国会議事堂周辺で2015年8月30日、安全保障関連法案への抗議活動が行われた。主催の市民団体は「10万人参加」を号し、国会前はプラカードを掲げた人々で埋まった。また民主・共産・社民・生活と主要野党代表がそろってスピーチするなど、抗議活動は大きな山場を迎えた。
実際の人数は現時点では明らかになっていないものの、大勢の人が押し寄せた永田町。そこでは何が起こっていたか、大規模デモの舞台裏に注目した。
あまりの混雑ぶりに「何この人! コミケかよ!」
30日13時30分過ぎ。国会議事堂に近い東京メトロ・永田町駅には、ピクリとも動かない長蛇の列ができていた。

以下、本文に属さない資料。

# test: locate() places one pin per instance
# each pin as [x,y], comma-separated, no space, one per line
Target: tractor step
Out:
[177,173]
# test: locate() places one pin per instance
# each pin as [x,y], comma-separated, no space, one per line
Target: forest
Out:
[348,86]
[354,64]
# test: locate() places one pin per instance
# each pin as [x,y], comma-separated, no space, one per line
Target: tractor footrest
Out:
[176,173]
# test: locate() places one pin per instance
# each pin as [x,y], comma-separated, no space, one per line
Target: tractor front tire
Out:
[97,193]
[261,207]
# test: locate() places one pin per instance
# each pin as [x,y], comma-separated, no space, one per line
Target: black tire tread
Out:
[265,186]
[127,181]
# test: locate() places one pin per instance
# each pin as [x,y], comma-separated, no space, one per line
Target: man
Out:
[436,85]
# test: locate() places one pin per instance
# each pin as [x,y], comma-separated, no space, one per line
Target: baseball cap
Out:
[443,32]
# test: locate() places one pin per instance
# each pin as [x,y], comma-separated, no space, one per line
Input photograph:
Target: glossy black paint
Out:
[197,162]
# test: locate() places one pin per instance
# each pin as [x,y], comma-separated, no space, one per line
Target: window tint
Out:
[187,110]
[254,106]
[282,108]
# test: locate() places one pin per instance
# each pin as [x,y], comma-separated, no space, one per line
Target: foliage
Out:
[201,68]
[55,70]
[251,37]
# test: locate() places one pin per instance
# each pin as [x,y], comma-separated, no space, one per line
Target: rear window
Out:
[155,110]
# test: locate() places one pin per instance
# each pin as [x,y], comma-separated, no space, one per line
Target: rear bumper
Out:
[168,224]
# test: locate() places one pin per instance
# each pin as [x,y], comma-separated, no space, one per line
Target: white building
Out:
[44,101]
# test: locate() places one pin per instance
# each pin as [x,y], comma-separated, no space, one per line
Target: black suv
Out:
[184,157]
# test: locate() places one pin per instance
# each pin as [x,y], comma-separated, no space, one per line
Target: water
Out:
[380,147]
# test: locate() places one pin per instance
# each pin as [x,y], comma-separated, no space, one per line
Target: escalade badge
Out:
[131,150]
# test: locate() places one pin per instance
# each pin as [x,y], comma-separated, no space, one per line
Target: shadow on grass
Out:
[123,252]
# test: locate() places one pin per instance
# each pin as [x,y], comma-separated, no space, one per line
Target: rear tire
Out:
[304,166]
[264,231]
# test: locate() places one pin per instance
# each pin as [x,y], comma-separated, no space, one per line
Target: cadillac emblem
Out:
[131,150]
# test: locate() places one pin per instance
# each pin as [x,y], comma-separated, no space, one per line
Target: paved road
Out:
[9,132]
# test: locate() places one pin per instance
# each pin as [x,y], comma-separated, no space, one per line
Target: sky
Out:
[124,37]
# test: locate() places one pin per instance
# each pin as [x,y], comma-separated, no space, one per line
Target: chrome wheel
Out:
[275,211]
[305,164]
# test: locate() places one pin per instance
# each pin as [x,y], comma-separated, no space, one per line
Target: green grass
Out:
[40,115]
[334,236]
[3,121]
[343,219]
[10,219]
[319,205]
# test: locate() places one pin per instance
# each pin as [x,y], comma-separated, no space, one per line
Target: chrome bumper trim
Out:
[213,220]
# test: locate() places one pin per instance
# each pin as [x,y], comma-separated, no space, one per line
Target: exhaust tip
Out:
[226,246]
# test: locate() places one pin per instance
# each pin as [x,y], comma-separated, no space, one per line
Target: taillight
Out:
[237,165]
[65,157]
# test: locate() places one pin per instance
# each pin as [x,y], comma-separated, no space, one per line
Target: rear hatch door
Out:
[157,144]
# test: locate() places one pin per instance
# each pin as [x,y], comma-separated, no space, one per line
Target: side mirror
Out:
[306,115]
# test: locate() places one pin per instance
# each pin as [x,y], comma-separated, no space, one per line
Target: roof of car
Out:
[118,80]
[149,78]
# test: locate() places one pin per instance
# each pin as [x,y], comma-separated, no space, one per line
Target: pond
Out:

14時のデモ開始に備え、少し早めに到着したつもりの参加者たちだったが、最寄りの出口は殺到する人で、電車が停まって間もなく一杯に。
「国会議事堂方面の出口は、ただいま身動きが取れなくなっております、反対側の出口をご利用ください!」
駅員の悲鳴めいた声が響く。やむなく長いホームを歩いて、国会とは逆方向の出口に向かうが、たちまちそこもパンク状態になった。駅員は懸命に誘導を続ける。
まだ駅の構内だというのにあちこちで、プラカードやのぼりが高々と掲げられている。早くもやる気十分――というわけではなく、あまりに人が多く、そうでもしないと仲間とはぐれてしまうのだ。
「何この人! コミケかよ!」
デモの参加者ではないらしい、若い男性が悲鳴を上げた。人ごみに巻き込まれながら、「俺たちこのまま、国会まで運ばれるんじゃね?」と連れと顔を見合わす。
結局、駅から地上に出るまでだけで、20分近くがかかった。高齢の参加者たちは、すでに疲れ切った様子で座り込んで休息を取っている。